Wikinomics (the book) quotes Google CEO Eric Schmidt: "When you say 'collaboration', the average forty-five-year-old thinks they know what you're talking about - teams sitting down, having a nice conversation with nice objectives and a nice attitude." In the 90's this was called "empowerment". I firmly believe in this type of collaborative culture because senior managers don't have a monopoly on good ideas and command-and-control cultures only work in slow moving industries. There are still plenty of organizations who have yet to adopt a collaborative culture, who view "enterprise 2.0" and "web 2.0" tools with suspicion. Most companies will slowly evolve...
However, this is not what Wikinomics / Mass Collaboration is about. Mass Collaboration is about fundamental changes to business structure. "Coase's law" says that firms "will tend to expand until the costs of organizing an extra transaction within the firm become equal to the costs of carrying out the same transaction on the open market." Technology is opening up a whole new set of possibilities for architecting business structures. Peer production is one example, where individuals combine in seemingly random ways to produce something. Wikipedia is the (already) classic example which needs no further description. Its predecessor, Nupedia, was a dismal failure. Why? It relied on command-and-control structures, and as a result after one year and $120,000, had only 24 articles. How many "Nupedias" are out there right now? Is YOUR business a Nupedia?
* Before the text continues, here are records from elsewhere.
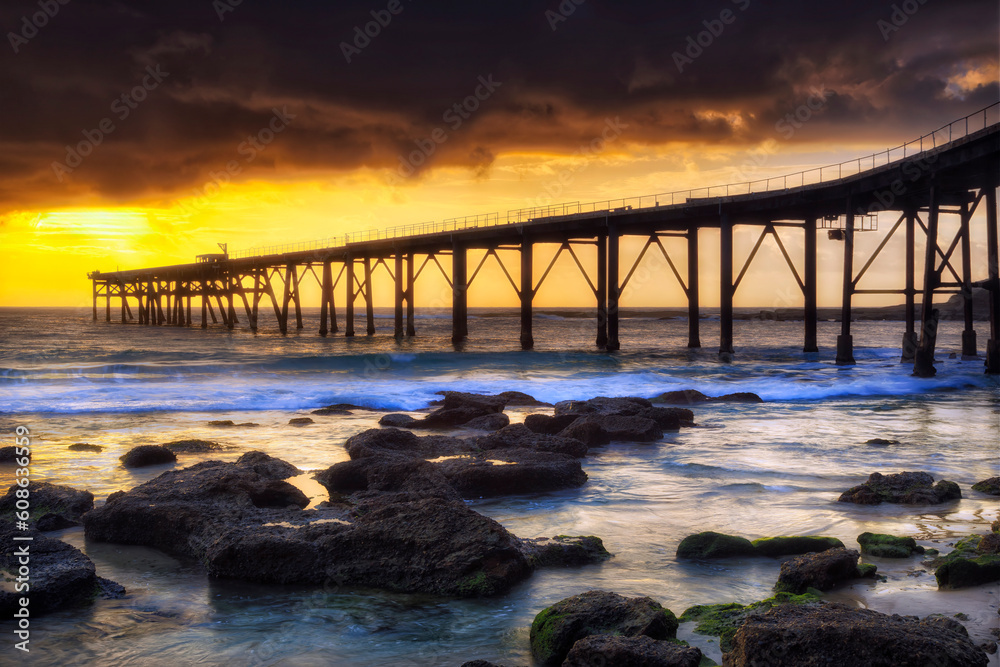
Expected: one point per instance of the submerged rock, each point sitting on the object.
(85, 447)
(722, 620)
(908, 488)
(888, 546)
(823, 571)
(564, 550)
(242, 523)
(990, 486)
(60, 575)
(833, 634)
(794, 545)
(557, 628)
(714, 545)
(52, 506)
(147, 455)
(974, 561)
(193, 446)
(630, 652)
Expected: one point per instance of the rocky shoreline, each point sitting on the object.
(395, 519)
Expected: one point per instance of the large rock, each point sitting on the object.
(519, 436)
(243, 524)
(556, 629)
(714, 545)
(630, 652)
(147, 455)
(832, 634)
(823, 571)
(60, 575)
(52, 506)
(908, 488)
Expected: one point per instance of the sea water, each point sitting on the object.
(774, 468)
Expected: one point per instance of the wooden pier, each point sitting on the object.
(952, 172)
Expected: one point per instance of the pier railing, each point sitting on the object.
(957, 129)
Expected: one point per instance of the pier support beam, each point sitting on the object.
(326, 300)
(614, 291)
(923, 364)
(910, 336)
(809, 284)
(349, 305)
(845, 341)
(969, 333)
(602, 290)
(369, 305)
(527, 295)
(993, 283)
(726, 287)
(459, 294)
(400, 294)
(694, 307)
(410, 328)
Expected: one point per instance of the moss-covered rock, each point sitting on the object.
(556, 628)
(888, 546)
(795, 545)
(722, 620)
(990, 486)
(714, 545)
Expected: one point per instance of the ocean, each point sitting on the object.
(773, 468)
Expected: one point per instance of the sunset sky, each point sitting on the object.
(139, 134)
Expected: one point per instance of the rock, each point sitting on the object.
(722, 620)
(193, 446)
(518, 436)
(493, 422)
(556, 629)
(794, 546)
(10, 455)
(881, 441)
(85, 447)
(61, 575)
(267, 466)
(586, 431)
(714, 545)
(53, 507)
(147, 455)
(397, 420)
(833, 634)
(823, 571)
(990, 486)
(548, 424)
(888, 546)
(975, 561)
(630, 652)
(602, 405)
(908, 488)
(681, 397)
(563, 550)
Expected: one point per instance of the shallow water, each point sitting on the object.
(754, 470)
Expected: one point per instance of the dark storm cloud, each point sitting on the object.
(563, 69)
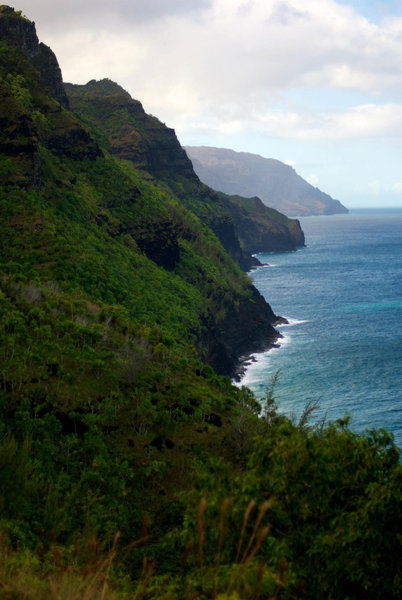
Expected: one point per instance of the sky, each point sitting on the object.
(314, 83)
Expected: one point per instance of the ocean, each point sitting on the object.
(342, 296)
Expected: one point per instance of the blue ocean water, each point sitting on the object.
(342, 296)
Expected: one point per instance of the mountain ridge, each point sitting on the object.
(154, 149)
(246, 174)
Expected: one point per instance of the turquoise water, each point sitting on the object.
(342, 296)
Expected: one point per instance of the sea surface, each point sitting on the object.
(342, 296)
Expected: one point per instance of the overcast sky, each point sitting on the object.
(314, 83)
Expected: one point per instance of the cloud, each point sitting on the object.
(226, 65)
(312, 179)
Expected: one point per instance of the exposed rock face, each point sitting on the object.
(264, 229)
(154, 148)
(20, 32)
(132, 134)
(278, 185)
(248, 329)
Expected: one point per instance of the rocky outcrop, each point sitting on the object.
(263, 229)
(20, 32)
(132, 134)
(245, 329)
(278, 185)
(154, 148)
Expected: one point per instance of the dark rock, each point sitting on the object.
(277, 184)
(20, 32)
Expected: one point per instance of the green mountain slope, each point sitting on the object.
(153, 148)
(128, 467)
(277, 184)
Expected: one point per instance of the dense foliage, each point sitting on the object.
(128, 466)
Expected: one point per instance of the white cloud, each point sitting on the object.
(228, 69)
(312, 179)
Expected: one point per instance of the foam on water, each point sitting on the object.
(343, 343)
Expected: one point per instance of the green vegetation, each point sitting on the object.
(129, 466)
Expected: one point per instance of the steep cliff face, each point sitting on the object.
(264, 229)
(278, 185)
(131, 133)
(21, 33)
(112, 232)
(149, 145)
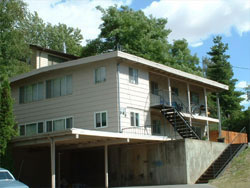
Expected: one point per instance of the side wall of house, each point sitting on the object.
(134, 97)
(86, 98)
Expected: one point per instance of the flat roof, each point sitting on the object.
(131, 58)
(85, 138)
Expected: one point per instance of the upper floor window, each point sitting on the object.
(134, 119)
(133, 75)
(194, 98)
(175, 91)
(156, 126)
(59, 87)
(30, 129)
(100, 74)
(53, 60)
(30, 93)
(100, 119)
(154, 88)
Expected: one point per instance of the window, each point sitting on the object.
(133, 76)
(194, 98)
(100, 75)
(69, 123)
(21, 130)
(59, 87)
(156, 125)
(49, 126)
(31, 93)
(30, 129)
(53, 60)
(175, 91)
(154, 88)
(134, 119)
(40, 127)
(59, 125)
(100, 119)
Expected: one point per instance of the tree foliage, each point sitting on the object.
(220, 70)
(51, 36)
(13, 49)
(7, 120)
(132, 32)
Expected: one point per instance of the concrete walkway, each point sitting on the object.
(177, 186)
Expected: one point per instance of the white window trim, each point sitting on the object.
(101, 119)
(95, 75)
(135, 119)
(45, 125)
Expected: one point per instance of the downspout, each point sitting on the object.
(118, 97)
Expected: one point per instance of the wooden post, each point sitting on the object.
(106, 166)
(206, 112)
(189, 104)
(53, 166)
(218, 113)
(169, 92)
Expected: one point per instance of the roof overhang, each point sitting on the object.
(132, 58)
(82, 138)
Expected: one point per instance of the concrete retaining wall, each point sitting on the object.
(172, 162)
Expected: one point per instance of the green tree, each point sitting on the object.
(220, 70)
(13, 49)
(131, 31)
(7, 119)
(51, 36)
(182, 59)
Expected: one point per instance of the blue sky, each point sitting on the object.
(198, 21)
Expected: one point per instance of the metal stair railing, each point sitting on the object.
(232, 153)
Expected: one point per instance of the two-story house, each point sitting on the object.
(108, 99)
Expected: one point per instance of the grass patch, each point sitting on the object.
(237, 175)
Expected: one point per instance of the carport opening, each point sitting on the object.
(82, 167)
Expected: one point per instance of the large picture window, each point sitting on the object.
(194, 98)
(156, 125)
(59, 87)
(100, 119)
(134, 119)
(30, 129)
(100, 75)
(133, 75)
(31, 93)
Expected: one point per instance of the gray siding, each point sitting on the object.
(86, 99)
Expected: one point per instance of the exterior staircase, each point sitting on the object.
(218, 166)
(178, 122)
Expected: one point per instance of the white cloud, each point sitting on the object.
(241, 85)
(196, 20)
(74, 13)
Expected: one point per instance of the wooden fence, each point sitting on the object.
(229, 137)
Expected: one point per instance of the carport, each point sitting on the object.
(82, 138)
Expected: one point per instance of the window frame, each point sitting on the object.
(134, 122)
(100, 112)
(105, 73)
(134, 78)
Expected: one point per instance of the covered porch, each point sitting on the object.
(66, 157)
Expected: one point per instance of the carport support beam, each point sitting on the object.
(106, 166)
(53, 166)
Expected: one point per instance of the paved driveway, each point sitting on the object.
(177, 186)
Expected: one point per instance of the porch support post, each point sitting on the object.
(189, 104)
(106, 165)
(218, 113)
(206, 112)
(53, 166)
(169, 93)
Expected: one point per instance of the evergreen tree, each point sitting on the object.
(13, 49)
(7, 120)
(220, 70)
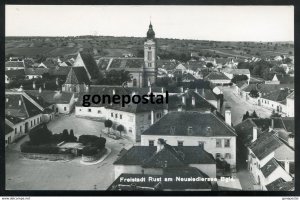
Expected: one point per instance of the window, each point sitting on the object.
(227, 143)
(149, 55)
(201, 144)
(228, 155)
(180, 143)
(151, 142)
(218, 155)
(218, 143)
(190, 130)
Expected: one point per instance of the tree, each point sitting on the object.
(275, 114)
(108, 124)
(246, 116)
(209, 65)
(254, 93)
(120, 128)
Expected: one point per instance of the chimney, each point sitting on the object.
(160, 144)
(254, 134)
(291, 140)
(193, 101)
(152, 117)
(287, 166)
(183, 100)
(228, 116)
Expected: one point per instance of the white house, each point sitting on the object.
(196, 129)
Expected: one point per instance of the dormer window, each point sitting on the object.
(190, 130)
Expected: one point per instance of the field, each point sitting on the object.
(116, 46)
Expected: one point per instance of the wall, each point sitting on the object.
(209, 144)
(208, 169)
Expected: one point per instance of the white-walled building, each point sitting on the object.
(196, 129)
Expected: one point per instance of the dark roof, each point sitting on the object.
(169, 156)
(15, 73)
(278, 95)
(269, 167)
(36, 71)
(280, 185)
(14, 64)
(90, 64)
(267, 88)
(202, 124)
(216, 76)
(265, 144)
(8, 129)
(52, 97)
(12, 119)
(77, 75)
(185, 172)
(125, 63)
(19, 106)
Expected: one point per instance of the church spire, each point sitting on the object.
(150, 32)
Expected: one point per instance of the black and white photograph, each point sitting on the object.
(149, 98)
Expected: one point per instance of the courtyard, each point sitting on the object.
(26, 174)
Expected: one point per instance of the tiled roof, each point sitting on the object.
(202, 124)
(90, 64)
(125, 63)
(14, 64)
(280, 185)
(216, 76)
(36, 71)
(169, 156)
(265, 144)
(77, 75)
(15, 73)
(236, 71)
(269, 167)
(277, 95)
(186, 172)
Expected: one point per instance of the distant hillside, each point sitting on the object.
(116, 46)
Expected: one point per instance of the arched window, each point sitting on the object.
(134, 82)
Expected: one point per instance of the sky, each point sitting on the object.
(219, 23)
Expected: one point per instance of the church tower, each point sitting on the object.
(150, 71)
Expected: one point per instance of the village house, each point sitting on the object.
(155, 159)
(217, 78)
(190, 128)
(23, 112)
(14, 65)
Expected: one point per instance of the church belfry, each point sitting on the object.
(150, 57)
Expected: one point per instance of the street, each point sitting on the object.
(240, 106)
(26, 174)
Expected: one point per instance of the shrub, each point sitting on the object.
(89, 151)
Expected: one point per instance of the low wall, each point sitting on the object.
(94, 157)
(52, 157)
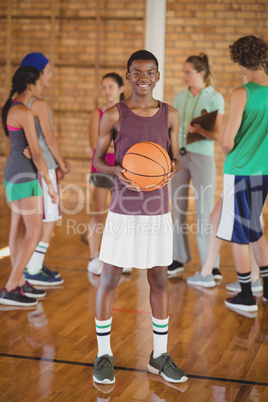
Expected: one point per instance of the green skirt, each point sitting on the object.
(18, 191)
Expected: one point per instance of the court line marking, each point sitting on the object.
(199, 377)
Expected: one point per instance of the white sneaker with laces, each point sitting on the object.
(95, 266)
(255, 286)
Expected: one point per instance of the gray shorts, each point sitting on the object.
(102, 180)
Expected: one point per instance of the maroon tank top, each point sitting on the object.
(135, 129)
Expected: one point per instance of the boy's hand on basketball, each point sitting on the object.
(119, 172)
(54, 196)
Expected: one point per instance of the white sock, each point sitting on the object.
(160, 335)
(37, 259)
(103, 329)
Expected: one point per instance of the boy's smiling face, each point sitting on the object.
(143, 75)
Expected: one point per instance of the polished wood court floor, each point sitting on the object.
(47, 352)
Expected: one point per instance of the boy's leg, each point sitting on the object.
(160, 361)
(103, 365)
(243, 300)
(260, 249)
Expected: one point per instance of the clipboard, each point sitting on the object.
(207, 121)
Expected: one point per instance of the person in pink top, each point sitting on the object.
(112, 91)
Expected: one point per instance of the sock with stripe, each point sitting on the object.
(103, 329)
(37, 259)
(264, 274)
(245, 283)
(160, 335)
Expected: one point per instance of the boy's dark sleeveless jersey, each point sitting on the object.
(135, 129)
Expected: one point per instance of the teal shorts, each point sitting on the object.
(18, 191)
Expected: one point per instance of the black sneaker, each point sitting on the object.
(241, 303)
(216, 273)
(48, 271)
(16, 297)
(164, 366)
(175, 267)
(30, 291)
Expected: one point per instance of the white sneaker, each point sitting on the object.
(255, 286)
(127, 270)
(95, 266)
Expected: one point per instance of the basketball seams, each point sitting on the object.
(147, 157)
(158, 147)
(145, 165)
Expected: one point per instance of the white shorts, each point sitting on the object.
(51, 211)
(137, 241)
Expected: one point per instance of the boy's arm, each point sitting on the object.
(41, 110)
(173, 117)
(237, 105)
(109, 122)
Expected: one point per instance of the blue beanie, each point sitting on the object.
(37, 60)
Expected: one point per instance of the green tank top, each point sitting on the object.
(250, 153)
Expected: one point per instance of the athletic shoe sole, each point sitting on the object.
(105, 381)
(8, 302)
(254, 289)
(176, 271)
(210, 284)
(153, 370)
(33, 296)
(242, 307)
(44, 283)
(218, 277)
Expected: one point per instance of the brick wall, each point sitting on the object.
(71, 35)
(210, 26)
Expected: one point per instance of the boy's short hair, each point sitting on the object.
(142, 55)
(250, 52)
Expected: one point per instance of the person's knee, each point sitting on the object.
(158, 279)
(35, 234)
(98, 217)
(109, 277)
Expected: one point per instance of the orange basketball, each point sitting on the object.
(147, 164)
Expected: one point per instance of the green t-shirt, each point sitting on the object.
(250, 153)
(210, 100)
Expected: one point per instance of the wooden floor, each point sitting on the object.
(46, 353)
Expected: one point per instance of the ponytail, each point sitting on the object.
(201, 63)
(20, 80)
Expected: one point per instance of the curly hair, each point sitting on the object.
(250, 52)
(201, 63)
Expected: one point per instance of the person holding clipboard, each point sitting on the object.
(196, 141)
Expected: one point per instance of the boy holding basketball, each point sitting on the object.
(139, 118)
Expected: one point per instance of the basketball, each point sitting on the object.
(147, 164)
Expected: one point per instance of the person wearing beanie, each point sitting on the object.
(36, 273)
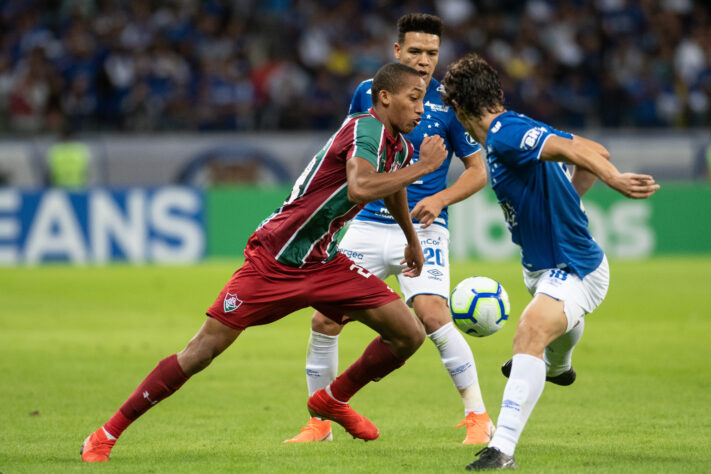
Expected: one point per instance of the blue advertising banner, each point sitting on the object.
(100, 225)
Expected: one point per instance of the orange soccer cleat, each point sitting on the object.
(322, 405)
(315, 430)
(479, 428)
(96, 447)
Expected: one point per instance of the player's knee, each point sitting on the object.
(409, 341)
(530, 339)
(432, 311)
(198, 354)
(324, 325)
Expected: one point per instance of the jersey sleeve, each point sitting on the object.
(365, 143)
(361, 100)
(521, 143)
(410, 152)
(462, 143)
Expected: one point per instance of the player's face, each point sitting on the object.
(420, 51)
(405, 106)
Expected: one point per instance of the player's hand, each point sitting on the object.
(634, 186)
(427, 210)
(414, 259)
(432, 152)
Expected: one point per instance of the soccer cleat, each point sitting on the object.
(479, 428)
(96, 447)
(492, 458)
(322, 405)
(566, 378)
(315, 430)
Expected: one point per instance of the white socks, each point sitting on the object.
(321, 361)
(559, 352)
(522, 391)
(457, 358)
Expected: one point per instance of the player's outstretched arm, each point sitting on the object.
(413, 256)
(365, 184)
(470, 181)
(632, 185)
(582, 178)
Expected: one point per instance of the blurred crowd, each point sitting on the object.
(146, 65)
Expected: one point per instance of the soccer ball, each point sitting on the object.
(479, 306)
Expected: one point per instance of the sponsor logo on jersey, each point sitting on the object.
(509, 214)
(352, 254)
(437, 107)
(435, 273)
(231, 302)
(531, 138)
(383, 212)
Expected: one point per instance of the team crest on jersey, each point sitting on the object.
(437, 107)
(231, 302)
(531, 138)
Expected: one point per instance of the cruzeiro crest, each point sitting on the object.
(231, 302)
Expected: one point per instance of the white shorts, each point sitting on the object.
(379, 248)
(579, 296)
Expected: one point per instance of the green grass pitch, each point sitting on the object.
(75, 342)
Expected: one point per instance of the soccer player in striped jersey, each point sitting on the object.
(292, 261)
(563, 267)
(374, 239)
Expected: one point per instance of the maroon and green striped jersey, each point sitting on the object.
(301, 232)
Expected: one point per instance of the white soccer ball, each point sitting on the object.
(479, 306)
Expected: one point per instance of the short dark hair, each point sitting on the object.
(474, 85)
(389, 78)
(420, 23)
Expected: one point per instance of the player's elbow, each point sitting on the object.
(604, 152)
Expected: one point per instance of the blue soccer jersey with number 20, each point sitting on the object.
(542, 209)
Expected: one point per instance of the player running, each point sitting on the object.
(375, 241)
(563, 267)
(292, 261)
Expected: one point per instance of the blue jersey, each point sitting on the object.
(542, 209)
(438, 119)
Adopting peer-production may be perceived as risky and quite radical, and it is certainly not right for all products and industries. But ALL management teams should consider its implications during strategic planning. Instead of determining why it is NOT right for your company, envision a competitor who starts from scratch and manages to pull it off in your industry. What does their business look like? If this competitor were real, what would it do to your business?
All elements of Wikinomics will require organizations to seriously rethink their business structures. New ventures will certainly be exploring these new business structures. Therefore established firms are perhaps most vulnerable to "surprise attacks" from upstarts who don't have the baggage of existing command-and-control structures and business models.